IMG_2875Being a first time parent, I had a ton of nervous and excited energy about getting my child on the bus and sending him off to camp.  I loved camp so much and wanted him to love it too.  Which would lead me to want to talk about going to camp.  The more I talked, the more anxious my child became.  Mitch and Stephanie Reiter advised me to stop talking.  From February to June was a long time and they promised me he would be ready!!! Boy were they right.  Between this time last year and June, there were plenty of things that got my child ready for camp.  The camp shopping (the cool uniforms, the spray water bottles, the college team bedding, the stationery, the gimmicks, the STUFF!), talking with and meeting his new camp big brother, pretending to say goodbye to him every morning when I dropped him at school, watching videos of camp, and ultimately talking about the possibility of homesickness when camp got much closer- all helped get him ready!  But I needed to be ready as a parent too!

There were a few of pieces of advice that resonated with me regarding homesickness that helped prepare me for camp.  They would eventually serve me well in other areas of parenting.

1. Let children know homesickness is totally normal. It means they have a home worth missing. Give them examples of times when you experienced and overcame homesickness.

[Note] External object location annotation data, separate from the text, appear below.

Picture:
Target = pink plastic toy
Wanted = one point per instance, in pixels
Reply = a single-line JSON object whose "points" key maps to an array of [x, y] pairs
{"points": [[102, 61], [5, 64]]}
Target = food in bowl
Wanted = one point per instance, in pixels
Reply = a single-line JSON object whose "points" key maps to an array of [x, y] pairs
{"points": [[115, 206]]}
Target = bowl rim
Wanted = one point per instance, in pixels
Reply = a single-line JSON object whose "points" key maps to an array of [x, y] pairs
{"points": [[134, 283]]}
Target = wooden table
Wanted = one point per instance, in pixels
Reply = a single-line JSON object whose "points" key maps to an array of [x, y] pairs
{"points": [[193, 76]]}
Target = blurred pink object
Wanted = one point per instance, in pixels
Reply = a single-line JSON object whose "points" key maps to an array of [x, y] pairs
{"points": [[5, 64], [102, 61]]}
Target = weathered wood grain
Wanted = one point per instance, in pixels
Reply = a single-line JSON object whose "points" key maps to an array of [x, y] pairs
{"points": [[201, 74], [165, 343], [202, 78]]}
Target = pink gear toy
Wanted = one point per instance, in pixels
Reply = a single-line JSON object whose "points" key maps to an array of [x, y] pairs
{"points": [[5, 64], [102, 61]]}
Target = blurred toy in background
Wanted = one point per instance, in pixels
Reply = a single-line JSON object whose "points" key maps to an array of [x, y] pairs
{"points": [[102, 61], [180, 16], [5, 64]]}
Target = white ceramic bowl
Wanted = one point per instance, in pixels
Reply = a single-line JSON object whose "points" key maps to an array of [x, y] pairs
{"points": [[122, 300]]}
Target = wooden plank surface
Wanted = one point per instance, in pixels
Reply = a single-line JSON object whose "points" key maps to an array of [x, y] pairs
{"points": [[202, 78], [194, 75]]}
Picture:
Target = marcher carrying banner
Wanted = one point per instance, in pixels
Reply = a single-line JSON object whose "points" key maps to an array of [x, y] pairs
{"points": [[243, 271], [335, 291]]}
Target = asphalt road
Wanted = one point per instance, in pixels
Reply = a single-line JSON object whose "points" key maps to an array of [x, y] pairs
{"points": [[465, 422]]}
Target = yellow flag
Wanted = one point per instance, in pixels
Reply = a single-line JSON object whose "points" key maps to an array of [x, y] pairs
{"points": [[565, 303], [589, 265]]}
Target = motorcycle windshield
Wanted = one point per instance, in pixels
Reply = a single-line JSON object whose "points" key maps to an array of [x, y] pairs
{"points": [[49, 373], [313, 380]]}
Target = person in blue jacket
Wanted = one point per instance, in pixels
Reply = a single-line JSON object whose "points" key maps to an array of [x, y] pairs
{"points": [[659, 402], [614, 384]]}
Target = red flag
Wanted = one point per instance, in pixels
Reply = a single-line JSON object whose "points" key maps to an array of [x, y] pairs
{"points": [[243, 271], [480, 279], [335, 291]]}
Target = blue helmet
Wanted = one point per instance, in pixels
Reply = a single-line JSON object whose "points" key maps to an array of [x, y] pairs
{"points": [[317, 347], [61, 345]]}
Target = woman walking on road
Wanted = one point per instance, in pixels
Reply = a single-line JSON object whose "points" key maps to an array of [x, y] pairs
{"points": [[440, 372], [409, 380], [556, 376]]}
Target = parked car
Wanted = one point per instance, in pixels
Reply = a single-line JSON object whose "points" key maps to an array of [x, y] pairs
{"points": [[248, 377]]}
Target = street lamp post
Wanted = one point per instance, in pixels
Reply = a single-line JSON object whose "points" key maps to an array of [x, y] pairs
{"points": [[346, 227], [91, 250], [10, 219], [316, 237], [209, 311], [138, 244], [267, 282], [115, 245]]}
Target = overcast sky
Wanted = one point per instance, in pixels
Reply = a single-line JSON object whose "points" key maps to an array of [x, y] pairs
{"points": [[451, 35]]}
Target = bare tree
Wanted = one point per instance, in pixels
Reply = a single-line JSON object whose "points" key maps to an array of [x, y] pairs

2. Don’t make a deal. At our book club, Mitch and Stephanie shared a story that in their 26 years of being Camp Directors, they have of course experienced extreme cases of homesickness.  In these more severe circumstances, the child was able to speak with their parent. Once their parent said, “we’re not coming to get you”, it was like a light switch. The child immediately stopped thinking about the possibility of going home, and just had fun! If you make a deal that you will take your child home if they are unhappy, you are dramatically decreasing your chances of both of you having a successful summer.

3. Take a vacation from parenting and don’t feel guilty.  Let’s face it, parenting is tough stuff. It is challenging, rewarding and exhausting. Letting go and enjoying the idea that your child can thrive and stumble and thrive under the nurturing care of someone else can be liberating. You need to recharge your battery too, get perspective and have grown-up time.  As a result, you can be a better parent when they return.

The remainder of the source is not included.